As of November 1, 2007, Northbridge had 50,009,359 common shares outstanding. The 2,480,000 common shares available for repurchase under the normal course issuer bid represent approximately 5% of Northbridge's issued and outstanding shares. The average daily trading volume of Northbridge's common shares on the TSX for the six months ended October 31, 2007, calculated in accordance with the rules of the TSX for the purposes of the bid, is 53,534 shares.

Northbridge has purchased 841,947 of its common shares for cancellation at an average price per share of $34.84 under its normal course issuer bid which commenced November 6, 2006 and will terminate on November 5, 2007.


The following table presents a summary of the third quarter and year to
date financial results:

---------------------------------------------------------------------------
For the Periods Ended September 30     Third Quarter           Nine Months
(in $ millions except per share
 amounts and percentages)           2007        2006     2007         2006
---------------------------------------------------------------------------
Total revenue(1)                   328.4       326.4  1,026.0      1,070.7
Underwriting profit                 32.7        18.6     86.3          6.6
Combined ratio(2)                   88.4%       93.6%    89.6%        99.2%
Net earnings                        53.9        30.9    215.6        130.0
Net earnings per share             $1.06       $0.61    $4.24        $2.56
Net earnings per diluted share     $1.06       $0.61    $4.23        $2.55
---------------------------------------------------------------------------

(1)Total revenue consists of net premiums earned, interest and dividend
income and net gains on portfolio investments.
(2)The combined ratio is the sum of two components: the loss ratio, which
represents claims and loss adjustment expenses incurred, net of
reinsurance, expressed as a percentage of net premiums earned, and the
expense ratio, which represents expenses including commissions, premium
taxes and all general and administrative expenses incurred in operating
the business during a period, expressed as a percentage of net premiums
earned during that period.

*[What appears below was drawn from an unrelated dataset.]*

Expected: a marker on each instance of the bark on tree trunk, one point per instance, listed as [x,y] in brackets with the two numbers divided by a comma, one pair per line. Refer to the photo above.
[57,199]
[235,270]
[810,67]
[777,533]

A combined ratio below 100% indicates
profitable underwriting, while a combined ratio over 100% indicates
unprofitable underwriting. The combined ratio does not include
consideration of investment income. The underwriting ratios
(the loss, expense and combined ratios) are all non-GAAP measures and do
not have standard meanings prescribed by GAAP. They may not be comparable
to similar measures used by other companies.